Hackathon image

Hackathon for students a great success

Hackathon for students a great success

Last updated 13 March 2018
Last updated 13 March 2018

Students from high schools around Wellington and the local ICT Graduate School participated in the hackathon held at Victoria University of Wellington’s (VUW) Te Aro campus. The two-and-a-half day hackathon was organised by Tertiary Education Commission (TEC) and Wellington ICT Graduate School with support from Weltec’s engineering school.

The hackathon introduced students to opportunities in ICT through a highly engaging experience. Mixed teams of high school and Graduate School students had to think about what makes science difficult to learn and to see if they could solve a range of problems.

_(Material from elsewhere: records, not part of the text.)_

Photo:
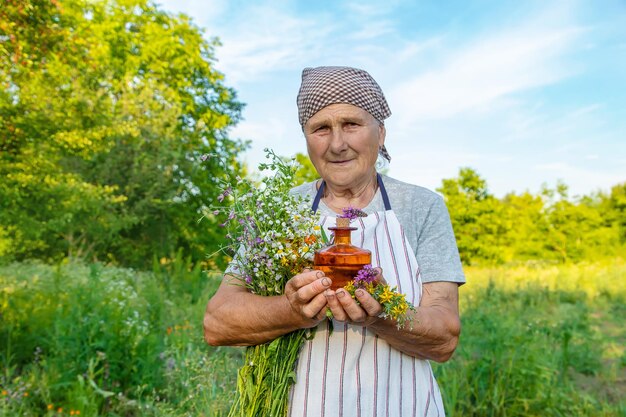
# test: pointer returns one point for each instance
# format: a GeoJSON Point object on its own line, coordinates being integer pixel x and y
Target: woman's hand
{"type": "Point", "coordinates": [234, 316]}
{"type": "Point", "coordinates": [345, 308]}
{"type": "Point", "coordinates": [305, 294]}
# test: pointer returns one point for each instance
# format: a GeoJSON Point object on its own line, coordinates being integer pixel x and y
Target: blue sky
{"type": "Point", "coordinates": [525, 93]}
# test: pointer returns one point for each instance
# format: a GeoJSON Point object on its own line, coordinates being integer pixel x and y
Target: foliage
{"type": "Point", "coordinates": [560, 349]}
{"type": "Point", "coordinates": [108, 341]}
{"type": "Point", "coordinates": [545, 227]}
{"type": "Point", "coordinates": [105, 108]}
{"type": "Point", "coordinates": [306, 171]}
{"type": "Point", "coordinates": [276, 233]}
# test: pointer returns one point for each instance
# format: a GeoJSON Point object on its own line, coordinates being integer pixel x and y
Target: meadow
{"type": "Point", "coordinates": [94, 340]}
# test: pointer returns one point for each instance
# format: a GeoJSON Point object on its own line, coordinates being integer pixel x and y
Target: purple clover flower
{"type": "Point", "coordinates": [224, 194]}
{"type": "Point", "coordinates": [366, 275]}
{"type": "Point", "coordinates": [352, 213]}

Students were given a problem area, data, and tools, then they had to bring their own skills and resources to solve the challenges. They then had to find digital ways to make learning science fun. Supported by a team of mentors who were experts in science, IT and team work, they used their own skills and resources to develop their solutions. 

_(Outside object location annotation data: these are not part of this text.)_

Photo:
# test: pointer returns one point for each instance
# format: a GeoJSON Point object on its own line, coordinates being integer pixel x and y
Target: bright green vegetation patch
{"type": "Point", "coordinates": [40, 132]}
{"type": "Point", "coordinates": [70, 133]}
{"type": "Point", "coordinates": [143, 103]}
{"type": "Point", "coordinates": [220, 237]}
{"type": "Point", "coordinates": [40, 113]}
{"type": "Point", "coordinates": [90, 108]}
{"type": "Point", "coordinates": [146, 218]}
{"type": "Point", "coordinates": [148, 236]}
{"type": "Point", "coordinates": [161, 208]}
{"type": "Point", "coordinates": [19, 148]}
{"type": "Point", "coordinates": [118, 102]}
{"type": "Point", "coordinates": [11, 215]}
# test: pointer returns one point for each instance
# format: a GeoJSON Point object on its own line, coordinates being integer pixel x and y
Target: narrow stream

The top prize went to a team of students from Wellington High School, Onslow College and the ICT Graduate School. Each member of the team won a $2,000 scholarship to study at VUW. Their winning solution was a web-based programme to help teach chemistry. The programme, called Crackerjack, enables students to try chemistry experiments by dragging and dropping coloured flasks of virtual chemicals to combine them in different ways. A successful mixture results in rockets exploding across the screen.

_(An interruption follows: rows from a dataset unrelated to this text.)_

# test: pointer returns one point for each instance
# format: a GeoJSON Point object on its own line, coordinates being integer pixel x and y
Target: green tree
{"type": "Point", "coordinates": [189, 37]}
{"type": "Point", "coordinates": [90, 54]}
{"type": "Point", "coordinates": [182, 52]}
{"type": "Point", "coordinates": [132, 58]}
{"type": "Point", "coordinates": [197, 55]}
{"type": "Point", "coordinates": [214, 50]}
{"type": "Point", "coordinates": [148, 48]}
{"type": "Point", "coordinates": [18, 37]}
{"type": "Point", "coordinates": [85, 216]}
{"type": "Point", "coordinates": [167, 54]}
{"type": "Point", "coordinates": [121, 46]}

Taita College students received a special award for their school by developing a kit of easy to make, low cost practical science activities for science students.

“I had a lot of fun and it was a fantastic learning experience,” said Jasleen Ghuliani from Wellington East Girls’ College.

To decide the winner, the judges considered the quality of the user experience, how new or improved the solution was, and how well it responded to the brief. They also took in to account how well the team had worked together. The judges were Sir Neville Jordan, Chair of Engineering Education to Employment (Engineering e2e) Steering Group, Brendan Kelly, the TEC’s Chief Information Officer, and Eva Sherwood Chair of Tech NZ’s Women in Tech. They were impressed by the level of commitment shown by all the teams, how well they worked together and the diversity of the solutions – competition was very high.

Brendan said that the participants’ enthusiasm and commitment was clear to the judges. “The teams had fun and all the solutions had potential.” He also noted that, “the skills exhibited by the students would be valued by any employer”.

Taita College students received their award at a recent assembly, with the award presented by Sir Neville Jordan and Brendan Kelly. Students and teachers enjoyed hearing from the winning team who explained their kit of easy to make, low cost science activities. The $1,000 prize will go to their science department, and the students will decide how it is spent.